I suspect the average homeowner doesn't know a lot about what passive solar really IS, much less what it can do for their existing homes, often on the cheap. However, they DO know how hot their car gets sitting in the sun during summer, which is pure passive solar! (New homes are a different ball game because they can be designed for passive solar gains, discussed below.) 

Simple summer cooling
My own (older) home is not oriented to take advantage of any solar gain in winter, but a simple solar chimney and some earth cooling tubes could be installed for a few hundred dollars, which would mean not running expensive AC in the summer. For a few hundred dollars (or less if I do a lot myself) I could have free solar hot water for the 6-7 non-freezing months of the year and turn off power to the water heater in those months! For only a couple hundred dollars more, it could be a closed-loop system filled with a liquid that doesn't freeze and I could have free solar hot water all year long, for the rest of the life of this house (although I could need electricity from a small PV panel to run a pump from the collector if necessary).

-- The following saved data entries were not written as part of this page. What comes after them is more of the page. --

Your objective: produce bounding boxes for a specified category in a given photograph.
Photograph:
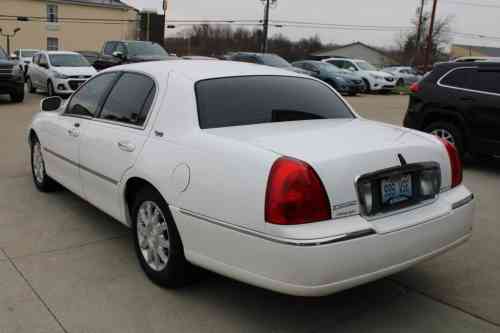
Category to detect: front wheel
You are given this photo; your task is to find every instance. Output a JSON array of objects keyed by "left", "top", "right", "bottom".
[
  {"left": 362, "top": 79, "right": 371, "bottom": 93},
  {"left": 27, "top": 77, "right": 36, "bottom": 93},
  {"left": 31, "top": 137, "right": 59, "bottom": 192},
  {"left": 47, "top": 81, "right": 55, "bottom": 97},
  {"left": 10, "top": 87, "right": 24, "bottom": 103},
  {"left": 131, "top": 187, "right": 191, "bottom": 288}
]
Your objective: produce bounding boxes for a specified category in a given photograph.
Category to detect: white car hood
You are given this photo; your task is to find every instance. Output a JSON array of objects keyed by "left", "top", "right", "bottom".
[{"left": 52, "top": 66, "right": 97, "bottom": 77}]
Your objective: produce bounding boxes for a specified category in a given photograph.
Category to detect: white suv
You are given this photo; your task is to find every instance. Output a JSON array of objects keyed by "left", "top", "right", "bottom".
[
  {"left": 322, "top": 58, "right": 396, "bottom": 92},
  {"left": 27, "top": 51, "right": 97, "bottom": 96}
]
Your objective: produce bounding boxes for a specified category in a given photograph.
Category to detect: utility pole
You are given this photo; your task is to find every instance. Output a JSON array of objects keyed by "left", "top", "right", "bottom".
[
  {"left": 414, "top": 0, "right": 425, "bottom": 64},
  {"left": 261, "top": 0, "right": 271, "bottom": 53},
  {"left": 0, "top": 28, "right": 21, "bottom": 55},
  {"left": 424, "top": 0, "right": 438, "bottom": 71}
]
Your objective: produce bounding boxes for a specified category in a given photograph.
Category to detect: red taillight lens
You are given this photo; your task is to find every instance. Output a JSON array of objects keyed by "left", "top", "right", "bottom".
[
  {"left": 440, "top": 139, "right": 463, "bottom": 188},
  {"left": 265, "top": 157, "right": 331, "bottom": 225},
  {"left": 410, "top": 82, "right": 421, "bottom": 93}
]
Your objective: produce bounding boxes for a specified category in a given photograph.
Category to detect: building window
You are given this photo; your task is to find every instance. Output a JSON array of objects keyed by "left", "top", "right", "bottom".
[
  {"left": 47, "top": 37, "right": 59, "bottom": 51},
  {"left": 47, "top": 3, "right": 58, "bottom": 23}
]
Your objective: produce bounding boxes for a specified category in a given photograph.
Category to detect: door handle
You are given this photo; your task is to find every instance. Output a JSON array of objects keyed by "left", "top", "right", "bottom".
[
  {"left": 67, "top": 129, "right": 79, "bottom": 137},
  {"left": 118, "top": 141, "right": 135, "bottom": 152}
]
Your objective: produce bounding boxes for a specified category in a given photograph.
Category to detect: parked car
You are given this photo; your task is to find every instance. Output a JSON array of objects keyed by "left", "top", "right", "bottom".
[
  {"left": 323, "top": 58, "right": 396, "bottom": 92},
  {"left": 382, "top": 66, "right": 421, "bottom": 86},
  {"left": 93, "top": 40, "right": 176, "bottom": 70},
  {"left": 293, "top": 60, "right": 365, "bottom": 95},
  {"left": 404, "top": 61, "right": 500, "bottom": 159},
  {"left": 12, "top": 48, "right": 39, "bottom": 77},
  {"left": 453, "top": 56, "right": 500, "bottom": 63},
  {"left": 28, "top": 60, "right": 474, "bottom": 297},
  {"left": 0, "top": 47, "right": 25, "bottom": 103},
  {"left": 76, "top": 51, "right": 100, "bottom": 66},
  {"left": 230, "top": 52, "right": 314, "bottom": 75},
  {"left": 182, "top": 56, "right": 218, "bottom": 60},
  {"left": 27, "top": 51, "right": 97, "bottom": 97}
]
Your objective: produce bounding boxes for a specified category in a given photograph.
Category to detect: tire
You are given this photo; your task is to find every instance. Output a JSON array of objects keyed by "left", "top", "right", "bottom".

External summer wall shading
One of my spring projects is to install a tall wire trellis a couple of feet from the narrow south end of this house, and grow vines and pole beans on it to shade that wall. The wall is windowless, but it sure heats up the house because there's minimal insulation in the old walls. I need to find some really tall poles, and then I'll post this project as I get it started.

During the 1970's there was a strong movement into alternative energy because of the oil embargo. Homeowner-inventors lurked in a gazillion basements and garages, and many energy-saving innovations were born. Homeowner-built things like "breadbasket" aka batch collector solar water heaters, Trombe walls thrown up outside existing walls to gain heat in winter, attached green living spaces with solar collection mass added in the lower walls and floors, tall interior tubes containing water or phase-change materials to collect and slowly release the solar-gained heat at night... the list was almost endless.

The opportunities in new construction were also endless, and needed only one big basic thought-change to jump-start sustainability... orient the house to the sun, not to the street!

Unfortunately, the government incentives and tax breaks ended soon after the embargo ended and fossil fuel was cheap once again.

I'll have more to say on passive solar heating AND cooling as time goes on, since I'm working on a scale model of my own passive solar home design which I will post in a few days.




1 comment:

  1. I was trying to find my way through the web of useless noise to do some simple PV. Gheez! What a mess. Plenty of one or two dollar a what panels...If you don't mind paying $170.00 for shipping.
    Just today I was pricing some copper pipes for a passive solar water heater. That I can afford. I look forward to your posts.